0

I want to scrape a site with python and BeautifulSoup but I can't find the page number and I can scrape only the first page of the site, I think this site used Ajax and when I change the page the URL address doesn't change.

It's the link of the site:

https://ihome.ir/sell-residential-apartment/th-tehran

And this is my code, I want to scrape 20 pages of this site, scrape houses with their details like prices, foundation, etc

import requests
from bs4 import BeautifulSoup

response = requests.get("https://ihome.ir/sell-residential-apartment/th-tehran")


soup = BeautifulSoup(response.json(), "html.parser")
prices = soup.select('.sell-value')
titles = soup.select('.title')

homes_prices = []
for home in prices:
    homes_prices.append(int(''.join(filter(str.isdigit, home.getText()))))


homes_titles = []
for title in titles:
    homes_titles.append(title.getText())

res = dict(zip(homes_titles, homes_prices))

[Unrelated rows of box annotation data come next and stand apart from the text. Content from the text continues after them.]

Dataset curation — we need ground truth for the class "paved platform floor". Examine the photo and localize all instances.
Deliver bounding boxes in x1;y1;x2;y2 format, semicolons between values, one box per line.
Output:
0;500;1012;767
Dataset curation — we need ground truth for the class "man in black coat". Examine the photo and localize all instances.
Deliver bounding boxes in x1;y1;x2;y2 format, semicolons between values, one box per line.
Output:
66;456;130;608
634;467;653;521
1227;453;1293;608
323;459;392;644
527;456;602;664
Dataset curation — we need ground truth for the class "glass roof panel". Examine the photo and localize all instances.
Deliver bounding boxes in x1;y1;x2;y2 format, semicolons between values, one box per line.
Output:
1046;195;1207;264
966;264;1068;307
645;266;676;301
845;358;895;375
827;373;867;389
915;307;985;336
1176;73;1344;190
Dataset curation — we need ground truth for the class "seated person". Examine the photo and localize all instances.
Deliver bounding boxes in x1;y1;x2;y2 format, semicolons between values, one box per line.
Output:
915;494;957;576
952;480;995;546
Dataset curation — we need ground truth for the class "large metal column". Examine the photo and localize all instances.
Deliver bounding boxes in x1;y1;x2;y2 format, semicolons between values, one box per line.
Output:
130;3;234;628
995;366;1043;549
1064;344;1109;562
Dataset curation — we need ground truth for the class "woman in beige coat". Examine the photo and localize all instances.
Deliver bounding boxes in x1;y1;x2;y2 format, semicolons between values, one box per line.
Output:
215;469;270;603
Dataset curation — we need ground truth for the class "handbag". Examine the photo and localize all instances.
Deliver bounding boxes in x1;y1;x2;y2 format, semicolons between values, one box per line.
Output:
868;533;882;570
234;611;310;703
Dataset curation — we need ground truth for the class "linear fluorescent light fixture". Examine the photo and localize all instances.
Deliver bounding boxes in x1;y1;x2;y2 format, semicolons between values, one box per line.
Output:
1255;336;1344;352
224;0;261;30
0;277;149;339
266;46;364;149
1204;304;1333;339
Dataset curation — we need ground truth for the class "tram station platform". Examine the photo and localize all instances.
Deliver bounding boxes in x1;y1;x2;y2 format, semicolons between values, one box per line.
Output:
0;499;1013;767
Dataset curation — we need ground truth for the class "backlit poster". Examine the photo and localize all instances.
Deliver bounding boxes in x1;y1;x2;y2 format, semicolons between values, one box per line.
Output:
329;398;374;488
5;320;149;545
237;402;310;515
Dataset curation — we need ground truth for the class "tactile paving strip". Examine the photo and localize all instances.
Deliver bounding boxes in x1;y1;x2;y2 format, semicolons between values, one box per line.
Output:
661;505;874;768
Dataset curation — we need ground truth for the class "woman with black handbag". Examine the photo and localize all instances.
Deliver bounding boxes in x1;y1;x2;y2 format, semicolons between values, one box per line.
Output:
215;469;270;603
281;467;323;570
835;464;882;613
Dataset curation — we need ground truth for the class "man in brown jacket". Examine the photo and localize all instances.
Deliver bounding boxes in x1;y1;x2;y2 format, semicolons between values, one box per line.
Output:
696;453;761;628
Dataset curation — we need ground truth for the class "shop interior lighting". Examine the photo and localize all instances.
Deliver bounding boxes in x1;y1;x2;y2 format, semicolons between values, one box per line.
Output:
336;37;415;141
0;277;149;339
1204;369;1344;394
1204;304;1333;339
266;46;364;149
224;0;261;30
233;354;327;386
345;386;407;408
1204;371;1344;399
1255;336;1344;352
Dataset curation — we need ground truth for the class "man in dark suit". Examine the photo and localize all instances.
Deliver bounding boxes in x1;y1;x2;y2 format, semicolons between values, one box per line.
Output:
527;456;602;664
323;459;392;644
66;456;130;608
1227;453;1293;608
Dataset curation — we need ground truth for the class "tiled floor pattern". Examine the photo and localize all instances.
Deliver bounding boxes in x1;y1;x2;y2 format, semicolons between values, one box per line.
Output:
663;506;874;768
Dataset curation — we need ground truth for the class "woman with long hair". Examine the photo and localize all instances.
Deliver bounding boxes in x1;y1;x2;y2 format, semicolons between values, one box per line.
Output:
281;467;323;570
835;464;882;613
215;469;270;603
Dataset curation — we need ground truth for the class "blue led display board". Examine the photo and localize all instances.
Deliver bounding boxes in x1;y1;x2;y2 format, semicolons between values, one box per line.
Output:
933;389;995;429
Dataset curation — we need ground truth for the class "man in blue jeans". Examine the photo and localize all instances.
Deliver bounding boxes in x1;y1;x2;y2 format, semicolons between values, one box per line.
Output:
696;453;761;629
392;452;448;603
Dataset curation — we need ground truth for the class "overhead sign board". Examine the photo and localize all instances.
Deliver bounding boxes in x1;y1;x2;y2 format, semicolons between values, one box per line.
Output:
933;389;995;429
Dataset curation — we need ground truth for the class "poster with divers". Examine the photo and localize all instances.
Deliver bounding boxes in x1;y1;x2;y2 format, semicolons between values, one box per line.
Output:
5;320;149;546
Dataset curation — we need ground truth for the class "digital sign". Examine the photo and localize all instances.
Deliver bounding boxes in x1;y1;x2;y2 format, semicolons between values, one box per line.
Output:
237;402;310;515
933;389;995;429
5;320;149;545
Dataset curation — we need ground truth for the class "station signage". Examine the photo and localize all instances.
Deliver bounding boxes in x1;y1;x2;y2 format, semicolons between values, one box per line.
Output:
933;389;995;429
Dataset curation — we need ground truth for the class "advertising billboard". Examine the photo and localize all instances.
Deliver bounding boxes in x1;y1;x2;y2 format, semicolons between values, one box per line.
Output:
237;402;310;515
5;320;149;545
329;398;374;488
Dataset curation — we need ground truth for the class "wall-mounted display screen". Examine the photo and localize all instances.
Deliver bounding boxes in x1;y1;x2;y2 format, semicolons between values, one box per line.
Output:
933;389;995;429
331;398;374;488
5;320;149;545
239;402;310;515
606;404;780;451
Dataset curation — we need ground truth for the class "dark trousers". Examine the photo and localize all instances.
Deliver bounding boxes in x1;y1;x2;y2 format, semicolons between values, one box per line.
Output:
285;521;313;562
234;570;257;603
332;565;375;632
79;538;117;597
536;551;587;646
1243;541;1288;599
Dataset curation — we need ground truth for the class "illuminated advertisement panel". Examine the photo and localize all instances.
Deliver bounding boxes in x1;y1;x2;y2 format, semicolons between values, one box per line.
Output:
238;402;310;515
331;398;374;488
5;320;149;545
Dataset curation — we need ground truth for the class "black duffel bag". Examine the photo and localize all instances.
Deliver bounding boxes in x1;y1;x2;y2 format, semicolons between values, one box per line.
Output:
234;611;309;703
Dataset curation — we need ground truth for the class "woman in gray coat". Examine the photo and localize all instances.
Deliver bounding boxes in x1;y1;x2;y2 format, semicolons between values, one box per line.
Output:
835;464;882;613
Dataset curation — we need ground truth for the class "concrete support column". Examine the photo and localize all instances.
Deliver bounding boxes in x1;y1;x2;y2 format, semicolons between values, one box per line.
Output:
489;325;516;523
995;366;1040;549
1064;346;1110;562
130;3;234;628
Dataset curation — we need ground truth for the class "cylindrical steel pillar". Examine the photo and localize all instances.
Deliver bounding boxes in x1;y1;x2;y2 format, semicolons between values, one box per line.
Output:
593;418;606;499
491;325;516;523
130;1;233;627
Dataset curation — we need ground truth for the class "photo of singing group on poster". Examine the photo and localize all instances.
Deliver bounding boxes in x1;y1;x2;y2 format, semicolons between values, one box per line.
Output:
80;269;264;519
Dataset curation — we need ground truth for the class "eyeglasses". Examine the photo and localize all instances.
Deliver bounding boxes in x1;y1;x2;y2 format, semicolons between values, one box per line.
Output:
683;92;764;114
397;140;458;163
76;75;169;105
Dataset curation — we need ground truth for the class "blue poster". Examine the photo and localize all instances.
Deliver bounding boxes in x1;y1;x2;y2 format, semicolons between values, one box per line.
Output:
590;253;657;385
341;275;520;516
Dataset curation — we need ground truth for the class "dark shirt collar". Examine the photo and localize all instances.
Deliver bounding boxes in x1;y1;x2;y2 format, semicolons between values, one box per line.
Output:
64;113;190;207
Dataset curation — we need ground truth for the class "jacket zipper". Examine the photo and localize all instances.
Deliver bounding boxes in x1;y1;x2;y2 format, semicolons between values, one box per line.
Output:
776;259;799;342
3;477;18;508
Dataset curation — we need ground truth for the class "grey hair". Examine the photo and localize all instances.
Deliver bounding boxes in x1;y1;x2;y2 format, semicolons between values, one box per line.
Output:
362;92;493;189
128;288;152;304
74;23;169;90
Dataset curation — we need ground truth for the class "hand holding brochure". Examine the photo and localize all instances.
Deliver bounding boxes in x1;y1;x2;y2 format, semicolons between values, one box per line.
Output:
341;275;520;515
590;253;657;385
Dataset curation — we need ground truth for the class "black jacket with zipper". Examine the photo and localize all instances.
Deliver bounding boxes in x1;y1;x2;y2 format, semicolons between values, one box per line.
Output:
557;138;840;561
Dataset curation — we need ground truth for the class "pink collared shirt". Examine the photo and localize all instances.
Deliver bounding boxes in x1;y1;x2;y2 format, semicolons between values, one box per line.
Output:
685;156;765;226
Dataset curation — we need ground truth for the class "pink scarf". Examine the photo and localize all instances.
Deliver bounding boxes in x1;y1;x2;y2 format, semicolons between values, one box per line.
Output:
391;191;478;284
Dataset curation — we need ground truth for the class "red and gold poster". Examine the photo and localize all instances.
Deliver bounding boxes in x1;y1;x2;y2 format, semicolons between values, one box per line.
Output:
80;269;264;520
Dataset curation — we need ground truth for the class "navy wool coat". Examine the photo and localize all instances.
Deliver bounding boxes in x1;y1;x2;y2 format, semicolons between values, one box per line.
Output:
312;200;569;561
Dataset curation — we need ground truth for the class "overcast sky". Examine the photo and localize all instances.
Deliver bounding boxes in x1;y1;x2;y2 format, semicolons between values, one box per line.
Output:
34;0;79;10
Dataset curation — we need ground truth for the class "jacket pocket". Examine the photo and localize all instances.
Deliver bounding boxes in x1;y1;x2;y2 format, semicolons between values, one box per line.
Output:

for key, value in res.items():
    p = str(res[key])
    if len(str(res[key])) <= 2:
        p += '000000000'
    if len(str(res[key])) > 2:
        p += '000000'

    print(key.strip(), int(p))
Ariaban
  • 3
  • 5
  • here is it [check](https://scorpion.ihome.ir/v1/flatted-properties?is_sale=1&source=website&paginate=24&page=2&locations[]=iran.th.tehran&property_type[]=residential-apartment) – αԋɱҽԃ αмєяιcαη Apr 12 '20 at 08:48
  • @αԋɱҽԃαмєяιcαη thanks, how can I use request with this link? – Ariaban Apr 12 '20 at 08:59
  • use this link with `reuqests` like any other link `r = requests.get(link)`. It seems it doesn't need any special header for this page. Difference is only that you can get result `r.json()` instead of `r.text` and you don't have to use `BeautifulSoup`. – furas Apr 12 '20 at 09:18
  • @furas tnx for your answer but I want scrape site by beautiful soup, I edit my question. how can I do that? – Ariaban Apr 12 '20 at 09:35
  • if you can get it directly as JSON then don't waste time for BeautifulSoup. – furas Apr 12 '20 at 18:37
  • @furas thank you, what is the api of the this link? https://ihome.ir/sell-residential-apartment/th-tehran/district1-zafaraniyeh How can I find that? – Ariaban Apr 13 '20 at 07:31
  • use [DevTools](https://developers.google.com/web/tools/chrome-devtools) built-in in `Chrome/Firefox` (tab `Network`) to see all requests send from browser to server. If you also use filter `XHR` which means `AJAX` then you should see all requests send by JavaScript. If you select some of this link then you can see all headers and response - and you can check (manually) if there are data which you need. – furas Apr 13 '20 at 12:58
  • @furas thank you my friend. I got it, – Ariaban Apr 13 '20 at 13:13

1 Answers1

1

There's no need to use BeautifulSoup as the data which you are looking for it. is already presented within the JSON dict!

Here's the Back-End API, where the data fetched from it.

As you are looking to scrape 20 pages and each page containing 24 items.

So it's 24 * 20 = 480, So I've adjusted the result per page to be 480 and called the API one time better than looping over the pages multiple times.

Now you do have a JSON dict which you can access and extract whatever you want!

import requests


params = {
    'is_sale': '1',
    'source': 'website',
    'paginate': '480',
    'page': '1',
    'locations[]': 'iran.th.tehran',
    'property_type[]': 'residential-apartment'
}


def main(url):
    r = requests.get(url, params=params).json()
    for item in r['data']:
        print(item.keys())


main("https://scorpion.ihome.ir/v1/flatted-properties")